Cidofovir (CDF) has shown potential in vitro and in vivo antiviral activity against cytomegalovirus (CMV) retinitis. However, low CDF permeability due to its hydrophilic nature limits its effectiveness. Furthermore, physicochemical properties such as high water solubility (170 mg/mL) and log p (-3.9) of CDF are unfavorable for passive transcellular absorption. Therefore, we have tested novel transporter targeted lipid prodrugs of CDF and their nanoparticle formulations to achieve sustain drug delivery for the treatment of CMV retinitis. These prodrugs contains lipid linker of different carbon chain length (e.g. C2, C6, and C12) carrying minimum two functional groups to link one end with CDF and another end with ligand (biotin) targeting sodium dependent multivitamin transporter (SMVT). We have successfully synthesized three biotinylated (B) derivatives (B-C2-cCDF, B-C6-cCDF, and B-C12-cCDF) and two lipid ester derivatives (C6-cCDF and C12-cCDF) of cCDF. Structure and purity of all the produgs were confirmed using ³¹P NMR and LC-MS/MS analysis.
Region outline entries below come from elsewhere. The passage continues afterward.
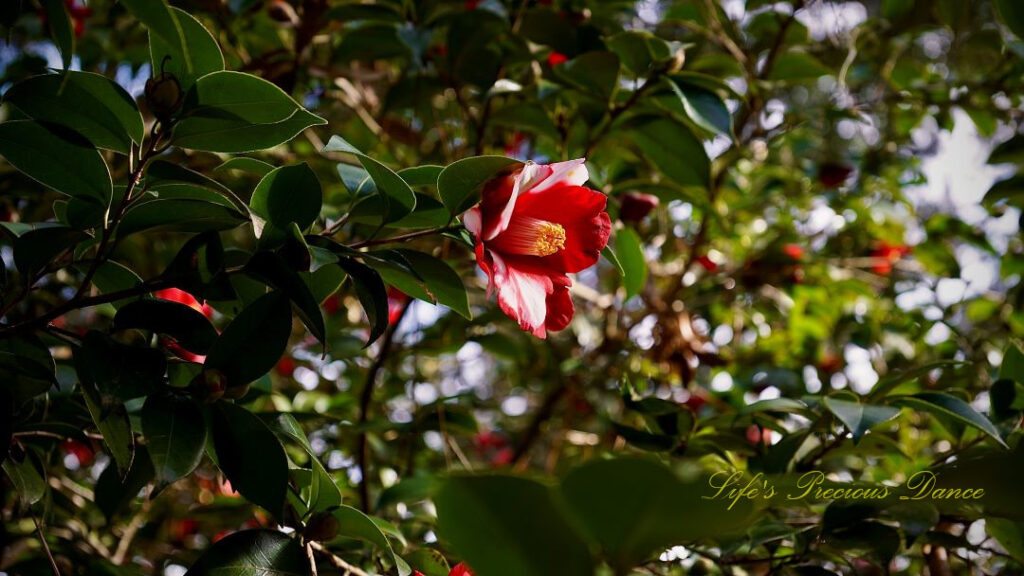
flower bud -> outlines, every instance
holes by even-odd
[[[166,123],[180,110],[183,102],[181,84],[173,74],[161,72],[159,76],[145,81],[145,104],[162,123]]]
[[[650,194],[637,192],[624,194],[622,206],[618,208],[618,217],[624,222],[639,222],[656,208],[658,203],[657,197]]]

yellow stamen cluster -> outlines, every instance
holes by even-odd
[[[537,227],[536,250],[538,256],[549,256],[565,248],[565,229],[554,222]]]

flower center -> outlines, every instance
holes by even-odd
[[[512,254],[550,256],[565,248],[565,229],[539,218],[512,218],[509,228],[497,239],[498,248]]]

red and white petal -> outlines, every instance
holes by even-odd
[[[569,296],[569,286],[571,282],[568,277],[553,277],[554,290],[551,294],[548,294],[548,318],[544,323],[544,327],[552,332],[558,332],[559,330],[564,330],[569,322],[572,321],[572,315],[575,313],[575,307],[572,305],[572,298]]]
[[[586,162],[586,158],[577,158],[550,164],[547,166],[549,173],[543,179],[535,178],[536,183],[526,191],[532,194],[560,186],[583,186],[590,179]]]
[[[494,240],[496,236],[505,232],[509,228],[509,220],[512,219],[512,214],[515,212],[515,205],[516,201],[519,199],[519,195],[522,194],[527,187],[531,186],[531,182],[537,180],[539,171],[543,171],[547,168],[547,166],[542,166],[532,162],[527,162],[523,165],[522,170],[519,171],[514,182],[512,183],[512,191],[509,194],[508,201],[502,208],[501,213],[494,219],[494,221],[489,222],[488,228],[484,230],[484,240]]]
[[[554,290],[550,273],[538,266],[522,265],[516,259],[506,259],[496,252],[493,285],[498,290],[498,305],[506,316],[519,323],[519,327],[545,337],[548,314],[548,294]]]

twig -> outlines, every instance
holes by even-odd
[[[316,550],[317,552],[324,554],[324,558],[326,558],[328,562],[333,564],[335,568],[339,570],[344,570],[344,574],[346,576],[348,576],[349,574],[351,574],[352,576],[370,576],[368,572],[364,571],[361,568],[357,568],[355,566],[352,566],[351,564],[348,564],[341,557],[325,548],[324,545],[321,544],[319,542],[309,542],[307,543],[307,545],[310,548]]]
[[[367,371],[367,380],[362,384],[362,393],[359,395],[359,438],[355,447],[356,461],[359,465],[359,501],[362,504],[362,511],[370,511],[370,486],[367,483],[367,476],[369,475],[369,451],[367,446],[367,430],[366,423],[370,419],[370,404],[374,399],[374,386],[377,383],[377,374],[381,371],[384,366],[384,361],[387,360],[388,354],[391,352],[391,343],[394,341],[394,333],[398,329],[398,325],[401,324],[401,319],[406,317],[406,313],[409,311],[409,306],[413,303],[413,300],[409,300],[401,307],[401,312],[398,314],[397,320],[395,320],[387,330],[384,332],[384,340],[381,342],[380,351],[377,353],[377,358],[374,360],[373,365],[370,366],[370,370]]]
[[[46,535],[43,534],[43,527],[39,524],[39,520],[36,519],[35,515],[32,516],[32,522],[36,525],[36,532],[39,533],[39,541],[43,543],[43,551],[46,552],[46,559],[50,561],[50,568],[53,569],[54,576],[60,576],[60,569],[57,568],[57,561],[53,559],[53,552],[50,551],[50,545],[46,543]]]

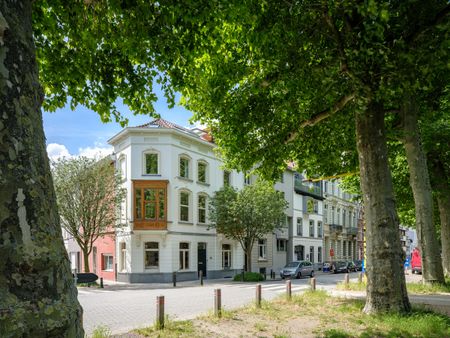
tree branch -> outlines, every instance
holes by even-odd
[[[326,118],[330,117],[331,115],[342,110],[347,105],[347,103],[352,101],[355,97],[356,97],[355,93],[352,93],[350,95],[346,95],[346,96],[342,97],[338,102],[336,102],[336,104],[331,109],[321,111],[320,113],[317,113],[309,120],[306,120],[306,121],[303,121],[302,123],[300,123],[299,129],[305,128],[306,126],[314,126],[317,123],[319,123],[320,121],[325,120]],[[285,143],[294,141],[297,138],[297,136],[298,136],[298,131],[290,132],[286,137]]]

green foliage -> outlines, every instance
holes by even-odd
[[[257,239],[286,226],[286,208],[286,200],[272,183],[257,180],[240,191],[224,186],[215,192],[209,218],[211,227],[237,240],[249,256]]]
[[[264,276],[258,272],[245,272],[244,282],[261,282],[264,280]],[[239,273],[233,277],[233,281],[242,282],[242,273]]]
[[[111,160],[63,158],[53,163],[53,181],[61,225],[85,254],[93,242],[120,227],[119,206],[125,196]],[[85,272],[89,271],[85,261]]]

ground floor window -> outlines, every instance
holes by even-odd
[[[180,270],[189,269],[189,243],[180,243]]]
[[[145,268],[157,269],[159,268],[159,243],[146,242],[145,243]]]
[[[102,254],[102,270],[113,270],[113,257],[111,254]]]
[[[222,244],[222,268],[231,268],[231,245]]]
[[[258,240],[259,259],[267,259],[266,256],[267,241],[265,239]]]
[[[287,240],[277,239],[277,251],[287,251]]]

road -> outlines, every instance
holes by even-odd
[[[357,274],[350,274],[356,280]],[[334,290],[344,274],[316,274],[317,288]],[[309,289],[309,278],[294,279],[292,293]],[[262,297],[270,300],[286,292],[282,280],[262,282]],[[150,326],[155,321],[156,297],[165,296],[165,312],[171,319],[192,319],[213,310],[214,289],[222,290],[222,306],[234,309],[255,299],[256,283],[236,283],[231,280],[205,280],[203,286],[195,282],[172,284],[105,285],[104,289],[79,288],[78,299],[84,309],[84,328],[90,335],[100,326],[107,326],[113,334]],[[359,295],[361,296],[361,295]],[[450,297],[442,297],[442,305],[450,307]]]

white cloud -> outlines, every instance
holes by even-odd
[[[95,144],[94,147],[84,147],[78,149],[78,154],[73,155],[63,144],[50,143],[47,145],[47,154],[50,160],[56,161],[60,158],[71,158],[85,156],[89,158],[100,159],[113,153],[113,148],[110,146],[103,146],[102,144]]]
[[[47,154],[50,160],[56,161],[62,157],[70,158],[69,150],[63,144],[50,143],[47,145]]]

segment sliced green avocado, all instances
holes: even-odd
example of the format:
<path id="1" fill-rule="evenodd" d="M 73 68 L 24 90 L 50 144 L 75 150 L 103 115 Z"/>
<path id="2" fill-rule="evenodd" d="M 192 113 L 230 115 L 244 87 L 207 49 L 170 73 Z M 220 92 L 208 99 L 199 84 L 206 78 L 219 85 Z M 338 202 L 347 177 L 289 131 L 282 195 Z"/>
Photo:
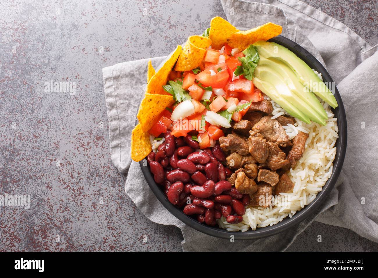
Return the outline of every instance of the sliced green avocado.
<path id="1" fill-rule="evenodd" d="M 268 92 L 266 93 L 259 88 L 257 84 L 255 85 L 264 93 L 270 96 L 290 115 L 291 114 L 290 112 L 285 107 L 285 106 L 287 106 L 289 104 L 295 107 L 297 109 L 297 111 L 296 111 L 297 115 L 294 116 L 306 123 L 310 123 L 309 121 L 307 121 L 309 119 L 315 123 L 325 125 L 324 119 L 322 118 L 316 110 L 307 104 L 306 102 L 304 101 L 290 89 L 287 84 L 287 81 L 280 74 L 282 71 L 278 70 L 277 67 L 266 65 L 261 65 L 259 64 L 256 67 L 254 74 L 256 77 L 265 82 L 263 84 L 265 87 L 266 87 L 266 83 L 269 83 L 274 87 L 275 89 L 275 92 L 277 92 L 280 95 L 280 99 L 276 99 L 276 96 L 272 95 L 271 96 L 270 94 L 271 94 L 271 93 Z M 291 70 L 289 69 L 289 70 L 291 71 Z M 293 108 L 291 109 L 292 110 L 293 110 Z M 298 114 L 299 116 L 297 116 Z M 291 115 L 293 116 L 293 115 Z"/>
<path id="2" fill-rule="evenodd" d="M 296 76 L 286 64 L 274 58 L 267 59 L 261 56 L 258 66 L 262 65 L 270 67 L 272 70 L 275 70 L 277 74 L 280 75 L 292 92 L 300 99 L 299 101 L 301 100 L 304 102 L 310 108 L 316 112 L 316 114 L 314 115 L 314 117 L 319 118 L 319 121 L 321 123 L 324 122 L 322 119 L 327 120 L 328 118 L 327 112 L 315 95 L 299 82 Z M 293 104 L 295 104 L 295 103 Z M 306 113 L 305 111 L 303 112 L 312 120 L 318 123 L 311 119 L 310 115 Z M 313 114 L 312 112 L 310 113 Z"/>
<path id="3" fill-rule="evenodd" d="M 337 102 L 332 92 L 314 71 L 294 53 L 274 42 L 260 41 L 253 45 L 257 48 L 260 56 L 282 61 L 293 70 L 302 84 L 334 108 L 337 107 Z"/>

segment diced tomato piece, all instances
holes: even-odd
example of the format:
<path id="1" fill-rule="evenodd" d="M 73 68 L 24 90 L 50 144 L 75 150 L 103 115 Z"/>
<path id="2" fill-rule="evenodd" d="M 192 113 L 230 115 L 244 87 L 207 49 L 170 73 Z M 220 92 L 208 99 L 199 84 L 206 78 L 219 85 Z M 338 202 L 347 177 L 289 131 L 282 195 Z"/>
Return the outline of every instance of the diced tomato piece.
<path id="1" fill-rule="evenodd" d="M 239 53 L 237 53 L 236 54 L 234 55 L 234 57 L 235 58 L 237 59 L 239 57 L 243 57 L 245 56 L 245 55 L 244 55 L 243 53 L 241 51 L 239 52 Z"/>
<path id="2" fill-rule="evenodd" d="M 231 51 L 232 48 L 227 43 L 225 43 L 225 53 L 227 55 L 231 55 Z"/>
<path id="3" fill-rule="evenodd" d="M 219 56 L 219 51 L 214 49 L 208 48 L 206 50 L 206 54 L 203 61 L 215 64 L 218 62 L 218 58 Z"/>
<path id="4" fill-rule="evenodd" d="M 200 81 L 201 84 L 208 87 L 212 86 L 215 84 L 217 80 L 216 75 L 211 75 L 210 70 L 205 70 L 195 76 L 195 79 Z"/>
<path id="5" fill-rule="evenodd" d="M 189 91 L 189 95 L 193 98 L 196 100 L 199 100 L 203 95 L 205 92 L 204 90 L 195 83 L 193 83 L 188 89 Z"/>
<path id="6" fill-rule="evenodd" d="M 195 81 L 195 75 L 193 73 L 188 73 L 184 78 L 183 81 L 183 89 L 184 90 L 187 90 L 191 86 L 193 85 Z"/>
<path id="7" fill-rule="evenodd" d="M 216 126 L 211 125 L 208 128 L 207 131 L 209 136 L 213 140 L 218 140 L 220 137 L 225 136 L 222 130 Z"/>
<path id="8" fill-rule="evenodd" d="M 239 100 L 236 98 L 227 98 L 226 99 L 227 100 L 227 102 L 226 103 L 226 105 L 223 107 L 221 110 L 228 109 L 233 104 L 237 105 L 239 102 Z"/>
<path id="9" fill-rule="evenodd" d="M 210 145 L 210 138 L 207 132 L 205 131 L 203 133 L 199 133 L 198 136 L 201 138 L 200 140 L 198 140 L 200 149 L 204 149 Z M 201 142 L 199 142 L 200 141 Z"/>
<path id="10" fill-rule="evenodd" d="M 215 65 L 215 64 L 214 63 L 210 63 L 209 62 L 205 62 L 203 63 L 204 66 L 205 67 L 205 69 L 206 70 L 213 69 L 213 67 L 214 67 L 214 65 Z"/>
<path id="11" fill-rule="evenodd" d="M 169 112 L 169 111 L 168 111 Z M 155 137 L 157 137 L 161 133 L 167 132 L 167 127 L 173 122 L 170 119 L 163 116 L 152 128 L 150 130 L 149 133 Z"/>
<path id="12" fill-rule="evenodd" d="M 249 101 L 247 101 L 246 100 L 242 100 L 240 101 L 238 104 L 237 106 L 243 105 L 246 103 L 249 103 Z M 232 118 L 233 120 L 235 121 L 235 122 L 238 122 L 242 120 L 242 118 L 243 118 L 243 116 L 246 114 L 246 113 L 248 112 L 248 110 L 249 109 L 249 107 L 251 106 L 251 104 L 249 105 L 246 106 L 243 110 L 236 112 L 234 112 L 234 113 L 232 114 Z"/>
<path id="13" fill-rule="evenodd" d="M 192 99 L 192 103 L 194 106 L 194 112 L 196 113 L 201 113 L 206 107 L 205 106 L 195 99 Z"/>
<path id="14" fill-rule="evenodd" d="M 247 101 L 252 101 L 253 102 L 255 101 L 260 101 L 264 100 L 264 96 L 261 92 L 256 91 L 254 92 L 251 94 L 246 94 L 244 93 L 240 93 L 239 95 L 239 99 L 240 100 L 244 100 Z"/>
<path id="15" fill-rule="evenodd" d="M 222 96 L 219 96 L 210 104 L 209 107 L 211 111 L 217 113 L 222 109 L 222 107 L 226 105 L 226 103 L 223 97 Z"/>
<path id="16" fill-rule="evenodd" d="M 228 90 L 231 92 L 237 92 L 250 94 L 253 92 L 254 86 L 252 81 L 246 79 L 236 79 L 230 83 Z"/>
<path id="17" fill-rule="evenodd" d="M 226 61 L 226 64 L 227 65 L 228 73 L 230 76 L 232 76 L 232 74 L 238 66 L 241 65 L 241 63 L 237 58 L 231 57 Z"/>

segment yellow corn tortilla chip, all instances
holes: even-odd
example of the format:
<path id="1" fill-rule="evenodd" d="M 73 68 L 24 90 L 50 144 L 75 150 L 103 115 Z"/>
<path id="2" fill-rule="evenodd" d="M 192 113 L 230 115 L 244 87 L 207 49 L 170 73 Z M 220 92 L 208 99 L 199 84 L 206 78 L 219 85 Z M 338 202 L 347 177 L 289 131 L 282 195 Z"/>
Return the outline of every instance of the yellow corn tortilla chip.
<path id="1" fill-rule="evenodd" d="M 169 73 L 175 65 L 176 61 L 177 61 L 178 56 L 181 54 L 182 48 L 182 47 L 181 45 L 177 45 L 176 50 L 168 58 L 168 59 L 165 61 L 163 66 L 152 76 L 151 79 L 147 83 L 146 93 L 149 94 L 171 95 L 169 93 L 164 91 L 161 86 L 167 84 Z"/>
<path id="2" fill-rule="evenodd" d="M 155 74 L 155 70 L 152 67 L 152 64 L 150 60 L 147 64 L 147 83 L 151 80 L 151 78 Z"/>
<path id="3" fill-rule="evenodd" d="M 143 131 L 148 131 L 159 120 L 160 114 L 166 107 L 175 102 L 172 95 L 153 95 L 146 93 L 139 107 L 136 115 Z"/>
<path id="4" fill-rule="evenodd" d="M 282 31 L 282 26 L 268 22 L 250 30 L 232 34 L 228 44 L 233 48 L 237 47 L 239 51 L 243 51 L 256 42 L 267 40 L 278 36 Z"/>
<path id="5" fill-rule="evenodd" d="M 231 35 L 240 30 L 236 29 L 227 20 L 218 16 L 210 22 L 209 37 L 211 40 L 211 48 L 220 49 L 225 43 L 228 43 Z"/>
<path id="6" fill-rule="evenodd" d="M 151 151 L 148 132 L 143 131 L 140 124 L 138 124 L 131 133 L 131 158 L 134 161 L 140 161 Z"/>
<path id="7" fill-rule="evenodd" d="M 207 37 L 189 37 L 178 57 L 175 70 L 191 70 L 199 66 L 205 57 L 206 48 L 211 45 L 211 40 Z"/>

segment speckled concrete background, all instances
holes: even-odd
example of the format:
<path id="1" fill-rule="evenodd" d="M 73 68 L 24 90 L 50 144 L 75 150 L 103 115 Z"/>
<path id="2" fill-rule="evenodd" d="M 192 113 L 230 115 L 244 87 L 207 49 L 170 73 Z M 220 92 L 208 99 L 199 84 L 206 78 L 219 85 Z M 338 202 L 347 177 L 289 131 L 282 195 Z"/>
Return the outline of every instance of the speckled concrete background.
<path id="1" fill-rule="evenodd" d="M 376 1 L 305 2 L 378 42 Z M 180 230 L 149 221 L 124 193 L 109 155 L 101 69 L 167 54 L 223 10 L 216 0 L 84 2 L 2 3 L 0 195 L 29 195 L 31 203 L 0 206 L 0 251 L 181 251 Z M 74 95 L 45 92 L 51 80 L 74 82 Z M 309 250 L 378 244 L 315 222 L 288 251 Z"/>

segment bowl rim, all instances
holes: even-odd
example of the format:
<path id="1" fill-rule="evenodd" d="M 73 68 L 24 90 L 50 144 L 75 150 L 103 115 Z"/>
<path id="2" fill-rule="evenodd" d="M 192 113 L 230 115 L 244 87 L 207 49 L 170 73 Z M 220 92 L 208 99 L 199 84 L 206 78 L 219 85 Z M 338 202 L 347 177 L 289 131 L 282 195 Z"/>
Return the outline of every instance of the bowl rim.
<path id="1" fill-rule="evenodd" d="M 281 35 L 271 39 L 268 41 L 276 43 L 288 48 L 310 66 L 310 67 L 314 69 L 318 73 L 321 73 L 324 82 L 332 82 L 334 84 L 329 73 L 321 63 L 308 51 L 295 42 Z M 167 56 L 158 67 L 156 71 L 170 56 L 170 54 Z M 139 162 L 142 172 L 149 186 L 163 205 L 180 221 L 199 231 L 212 236 L 227 239 L 229 239 L 230 236 L 233 236 L 234 239 L 237 240 L 254 239 L 279 233 L 294 225 L 299 225 L 305 218 L 313 214 L 316 209 L 324 202 L 328 193 L 333 188 L 341 172 L 346 151 L 347 136 L 347 120 L 341 96 L 336 85 L 335 85 L 333 93 L 337 101 L 338 106 L 335 109 L 332 108 L 331 109 L 335 114 L 335 117 L 338 119 L 337 123 L 339 129 L 339 138 L 337 139 L 335 144 L 336 147 L 336 151 L 331 176 L 322 187 L 321 191 L 318 193 L 315 199 L 311 203 L 305 206 L 301 210 L 297 211 L 292 217 L 287 217 L 282 221 L 273 226 L 257 228 L 254 231 L 250 229 L 245 232 L 230 231 L 225 229 L 212 227 L 200 223 L 196 219 L 184 214 L 182 210 L 174 206 L 168 201 L 163 190 L 154 180 L 145 159 Z M 141 96 L 139 106 L 144 95 L 144 93 L 143 92 Z M 136 125 L 138 123 L 138 119 L 136 119 Z"/>

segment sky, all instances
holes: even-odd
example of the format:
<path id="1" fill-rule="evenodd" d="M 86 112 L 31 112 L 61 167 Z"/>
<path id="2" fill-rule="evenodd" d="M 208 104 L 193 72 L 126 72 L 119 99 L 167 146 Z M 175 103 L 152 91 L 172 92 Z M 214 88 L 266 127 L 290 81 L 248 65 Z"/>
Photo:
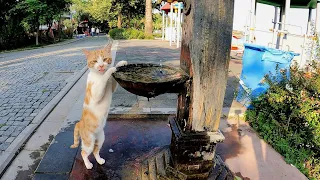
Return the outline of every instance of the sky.
<path id="1" fill-rule="evenodd" d="M 234 30 L 244 30 L 246 21 L 249 25 L 249 11 L 251 7 L 251 0 L 235 0 L 234 6 Z M 287 16 L 287 22 L 289 24 L 300 26 L 289 27 L 289 33 L 303 34 L 307 30 L 308 22 L 308 9 L 293 9 L 289 11 L 289 17 Z M 312 19 L 315 20 L 316 10 L 312 11 Z M 274 7 L 257 4 L 257 16 L 256 16 L 256 30 L 269 30 L 273 28 L 272 19 L 274 18 Z M 302 28 L 302 30 L 301 30 Z M 302 32 L 301 32 L 302 31 Z"/>

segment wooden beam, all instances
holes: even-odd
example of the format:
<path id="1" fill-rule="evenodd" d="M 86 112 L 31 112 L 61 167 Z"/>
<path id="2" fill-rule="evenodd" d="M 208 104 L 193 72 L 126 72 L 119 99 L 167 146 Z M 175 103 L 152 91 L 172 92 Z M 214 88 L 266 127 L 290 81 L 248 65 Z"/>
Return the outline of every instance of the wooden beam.
<path id="1" fill-rule="evenodd" d="M 191 77 L 179 118 L 191 131 L 216 131 L 227 85 L 234 0 L 185 0 L 180 66 Z M 190 101 L 190 104 L 186 103 Z M 188 107 L 186 107 L 188 106 Z M 179 120 L 183 124 L 182 119 Z"/>

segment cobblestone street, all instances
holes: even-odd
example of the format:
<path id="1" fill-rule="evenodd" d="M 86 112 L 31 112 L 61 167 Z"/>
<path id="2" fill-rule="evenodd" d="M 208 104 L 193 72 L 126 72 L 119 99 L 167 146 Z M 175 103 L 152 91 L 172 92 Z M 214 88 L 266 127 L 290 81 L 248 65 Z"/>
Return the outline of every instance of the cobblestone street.
<path id="1" fill-rule="evenodd" d="M 105 37 L 0 54 L 0 150 L 5 151 L 38 113 L 86 65 L 83 48 L 99 48 Z M 1 154 L 0 154 L 1 155 Z"/>

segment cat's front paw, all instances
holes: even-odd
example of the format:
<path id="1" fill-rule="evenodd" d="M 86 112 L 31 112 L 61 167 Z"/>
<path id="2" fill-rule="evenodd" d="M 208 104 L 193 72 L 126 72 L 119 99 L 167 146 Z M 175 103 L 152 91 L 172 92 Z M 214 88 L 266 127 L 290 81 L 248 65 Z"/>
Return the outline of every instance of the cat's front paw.
<path id="1" fill-rule="evenodd" d="M 117 63 L 116 67 L 121 67 L 121 66 L 126 66 L 126 65 L 128 65 L 127 61 L 120 61 Z"/>
<path id="2" fill-rule="evenodd" d="M 97 159 L 97 162 L 98 162 L 100 165 L 102 165 L 102 164 L 104 164 L 104 163 L 106 162 L 106 160 L 104 160 L 103 158 L 98 158 L 98 159 Z"/>

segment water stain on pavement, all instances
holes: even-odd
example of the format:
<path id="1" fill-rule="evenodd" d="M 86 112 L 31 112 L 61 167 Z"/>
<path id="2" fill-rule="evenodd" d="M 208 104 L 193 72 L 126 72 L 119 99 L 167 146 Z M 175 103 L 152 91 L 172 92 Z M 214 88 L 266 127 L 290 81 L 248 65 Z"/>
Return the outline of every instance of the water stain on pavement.
<path id="1" fill-rule="evenodd" d="M 225 140 L 217 146 L 217 153 L 223 161 L 237 157 L 242 152 L 243 146 L 240 142 L 239 129 L 236 124 L 230 125 L 231 131 L 224 131 Z"/>

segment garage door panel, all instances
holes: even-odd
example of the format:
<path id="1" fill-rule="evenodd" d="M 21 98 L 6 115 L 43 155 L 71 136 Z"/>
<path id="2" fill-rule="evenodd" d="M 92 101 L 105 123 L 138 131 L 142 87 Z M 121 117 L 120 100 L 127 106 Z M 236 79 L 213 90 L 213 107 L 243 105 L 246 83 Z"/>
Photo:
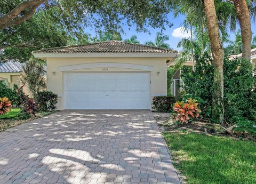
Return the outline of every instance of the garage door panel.
<path id="1" fill-rule="evenodd" d="M 64 73 L 67 109 L 148 109 L 149 73 Z"/>

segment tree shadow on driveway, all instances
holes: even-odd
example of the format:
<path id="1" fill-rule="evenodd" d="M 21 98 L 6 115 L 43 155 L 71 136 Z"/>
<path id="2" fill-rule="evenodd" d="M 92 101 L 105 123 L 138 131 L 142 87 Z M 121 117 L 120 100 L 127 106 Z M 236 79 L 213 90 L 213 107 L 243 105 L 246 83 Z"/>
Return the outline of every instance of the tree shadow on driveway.
<path id="1" fill-rule="evenodd" d="M 179 183 L 149 111 L 62 111 L 0 133 L 0 183 Z"/>

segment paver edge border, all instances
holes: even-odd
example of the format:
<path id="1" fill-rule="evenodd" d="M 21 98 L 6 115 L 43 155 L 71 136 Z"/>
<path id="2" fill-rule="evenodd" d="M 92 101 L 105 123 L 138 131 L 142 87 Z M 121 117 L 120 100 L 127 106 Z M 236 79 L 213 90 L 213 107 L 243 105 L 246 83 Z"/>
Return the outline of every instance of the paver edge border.
<path id="1" fill-rule="evenodd" d="M 175 168 L 175 167 L 173 165 L 173 159 L 172 159 L 172 155 L 171 154 L 171 152 L 170 151 L 170 150 L 169 150 L 169 148 L 168 147 L 168 146 L 167 145 L 167 143 L 166 143 L 166 142 L 165 141 L 165 140 L 164 139 L 164 137 L 163 137 L 163 135 L 162 134 L 162 132 L 161 131 L 160 131 L 160 129 L 159 128 L 159 126 L 158 126 L 158 124 L 157 124 L 157 121 L 156 120 L 156 119 L 155 118 L 155 117 L 154 116 L 150 116 L 150 121 L 152 121 L 152 122 L 154 122 L 154 123 L 155 123 L 157 126 L 157 129 L 158 129 L 159 130 L 159 132 L 160 132 L 160 134 L 161 135 L 161 137 L 163 139 L 163 140 L 164 141 L 164 145 L 165 145 L 165 146 L 167 149 L 167 151 L 168 152 L 168 154 L 169 155 L 169 156 L 170 156 L 170 159 L 171 159 L 171 161 L 172 162 L 172 164 L 173 165 L 173 167 L 174 168 L 174 170 L 175 170 L 175 172 L 176 172 L 177 174 L 177 177 L 178 177 L 178 178 L 179 180 L 179 183 L 180 184 L 182 184 L 182 180 L 180 179 L 180 175 L 179 174 L 179 172 L 178 171 L 178 170 L 176 169 L 176 168 Z M 165 171 L 164 170 L 164 174 L 165 175 Z M 168 182 L 167 182 L 167 183 L 169 183 Z M 172 184 L 174 184 L 174 183 L 172 183 Z"/>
All synthesized prodrugs were characterized in terms of its physicochemical properties, in vitro cellular accumulation, cytotoxicity, transporter affinity, ocular tissue stability and in vitro antiviral potency against various virus strains. Furthermore, prodrug loaded PLGA nanoparticle formulations were prepared and characterized. Overall, improvement in physicochemical properties, lipophilicity, interaction with SMVT transporter, higher tissue-buffer partition coefficient and rapid conversion into parent molecule (in retina–choroid) were observed with higher lipid chain length (B-C12-cCDF > B-C6-cCDF > B-C2-cCDF). In vitro antiviral activity shows B-C12-cCDF as the potential prodrug candidate for future in vivo evaluation. Sustained release (~3 weeks) formulation of B-C12-cCDF loaded PLGA nanoparticles may serve as a viable intravitreal delivery approach for the treatment of CMV retinitis. Based on the above finding we hypothesized that lipid raft facilitates enhanced prodrug interaction with cell membrane and thereby assist docking of targeted ligand into the binding domain of transporter. Therefore, current novel approach combines both lipids mediated facilitate diffusion and transporter targeted delivery to generate synergistic drug effect. Overall, these findings indicate that transporter-targeted lipid analogue of CDF could be a viable strategy for the treatment of CMV retinitis.